RtlFreeUnicodeString(&foo); // <== don't do this!

In one case, we initialize foo.Length, foo.MaximumLength, and foo.Buffer to describe a wide character string constant in our driver. In another case, we ask the system (by means of the TRUE third argument to RtlAnsiStringToUnicodeString) to allocate memory for the Unicode translation of an ANSI string. In the first case, it’s a mistake to call RtlFreeUnicodeString because it will unconditionally try to release a memory block that’s part of our code or data. In the second case, it’s mandatory to call RtlFreeUnicodeString eventually if we want to avoid a memory leak.

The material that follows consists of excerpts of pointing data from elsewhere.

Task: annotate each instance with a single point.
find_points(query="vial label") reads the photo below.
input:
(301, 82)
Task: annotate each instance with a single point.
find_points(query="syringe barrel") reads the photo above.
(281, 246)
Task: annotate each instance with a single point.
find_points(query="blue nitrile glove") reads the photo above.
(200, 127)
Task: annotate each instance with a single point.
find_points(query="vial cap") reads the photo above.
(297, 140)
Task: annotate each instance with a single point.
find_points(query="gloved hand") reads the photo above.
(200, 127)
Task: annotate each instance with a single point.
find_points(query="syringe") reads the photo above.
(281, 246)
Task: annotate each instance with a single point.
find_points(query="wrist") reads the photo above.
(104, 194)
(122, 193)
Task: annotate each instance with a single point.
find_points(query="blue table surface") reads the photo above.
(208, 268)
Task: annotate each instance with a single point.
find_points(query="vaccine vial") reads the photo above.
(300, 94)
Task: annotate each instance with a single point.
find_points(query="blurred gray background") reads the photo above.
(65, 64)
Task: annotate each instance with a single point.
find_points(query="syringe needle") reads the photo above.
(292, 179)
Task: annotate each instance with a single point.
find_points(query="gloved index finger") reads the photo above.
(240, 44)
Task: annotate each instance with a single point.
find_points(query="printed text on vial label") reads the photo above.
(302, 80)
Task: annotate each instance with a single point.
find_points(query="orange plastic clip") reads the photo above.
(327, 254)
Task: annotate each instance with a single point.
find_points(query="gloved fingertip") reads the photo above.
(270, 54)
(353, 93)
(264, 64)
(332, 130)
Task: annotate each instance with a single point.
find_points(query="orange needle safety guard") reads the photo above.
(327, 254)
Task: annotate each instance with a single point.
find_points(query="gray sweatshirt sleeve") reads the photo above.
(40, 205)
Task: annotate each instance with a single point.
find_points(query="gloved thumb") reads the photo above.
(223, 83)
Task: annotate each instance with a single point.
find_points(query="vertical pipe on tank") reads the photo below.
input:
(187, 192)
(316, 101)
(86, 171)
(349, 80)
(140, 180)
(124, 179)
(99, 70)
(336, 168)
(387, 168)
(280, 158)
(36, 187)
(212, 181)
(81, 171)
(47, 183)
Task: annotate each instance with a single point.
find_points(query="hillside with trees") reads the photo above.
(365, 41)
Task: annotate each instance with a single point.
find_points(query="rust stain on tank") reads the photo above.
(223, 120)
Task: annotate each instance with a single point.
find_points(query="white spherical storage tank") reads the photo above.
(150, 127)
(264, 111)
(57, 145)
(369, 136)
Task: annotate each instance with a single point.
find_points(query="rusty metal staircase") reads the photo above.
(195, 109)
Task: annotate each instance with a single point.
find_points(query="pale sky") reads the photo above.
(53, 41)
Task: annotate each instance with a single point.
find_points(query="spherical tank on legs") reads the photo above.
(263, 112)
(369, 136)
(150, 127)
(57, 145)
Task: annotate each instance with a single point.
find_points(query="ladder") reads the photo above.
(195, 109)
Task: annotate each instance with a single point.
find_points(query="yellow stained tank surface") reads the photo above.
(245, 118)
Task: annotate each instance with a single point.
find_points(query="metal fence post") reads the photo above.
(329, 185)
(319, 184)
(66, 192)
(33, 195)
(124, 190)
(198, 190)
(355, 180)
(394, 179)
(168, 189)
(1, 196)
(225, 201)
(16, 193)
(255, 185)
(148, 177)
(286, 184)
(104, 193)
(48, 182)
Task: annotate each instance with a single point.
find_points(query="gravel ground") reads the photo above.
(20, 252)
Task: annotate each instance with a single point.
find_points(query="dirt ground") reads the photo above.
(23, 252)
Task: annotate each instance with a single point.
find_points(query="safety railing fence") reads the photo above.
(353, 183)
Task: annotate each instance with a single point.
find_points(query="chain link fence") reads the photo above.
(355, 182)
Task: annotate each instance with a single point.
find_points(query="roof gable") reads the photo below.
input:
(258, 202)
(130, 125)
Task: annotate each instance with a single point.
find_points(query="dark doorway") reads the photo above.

在一种情况下，我们初始化foo.Length，foo.MaximumLength,和foo.Buffer来说明一个在我们的驱动重的长字符的字符串串常量。在另一种情况下，我们请求系统（依靠RtlAnsiStringToUnicodeString 的第三个理由的TRUE）来为Unicode转换成一个ANSI串分配内存。在第一种情况中，调用RtlFreeUnicodeString是个错误，因为它竟无条件的长时释放一个内存块，这个内存块石我们的代码或者数据的一部分。在第二种情况中，如果我们想要避免一个内存漏洞，（就要）强制最终调用RtlFreeUnicodeString。

The moral of the preceding example is that you have to know where the memory comes from in any UNICODE_STRING structures you use so that you can release the memory only when necessary.

之前的例子道德上是你不得不了解：在任何你所使用的UNICODE_STRING结构中的内存来自于哪里，以便只有在必要的时候你可以释放这些内存。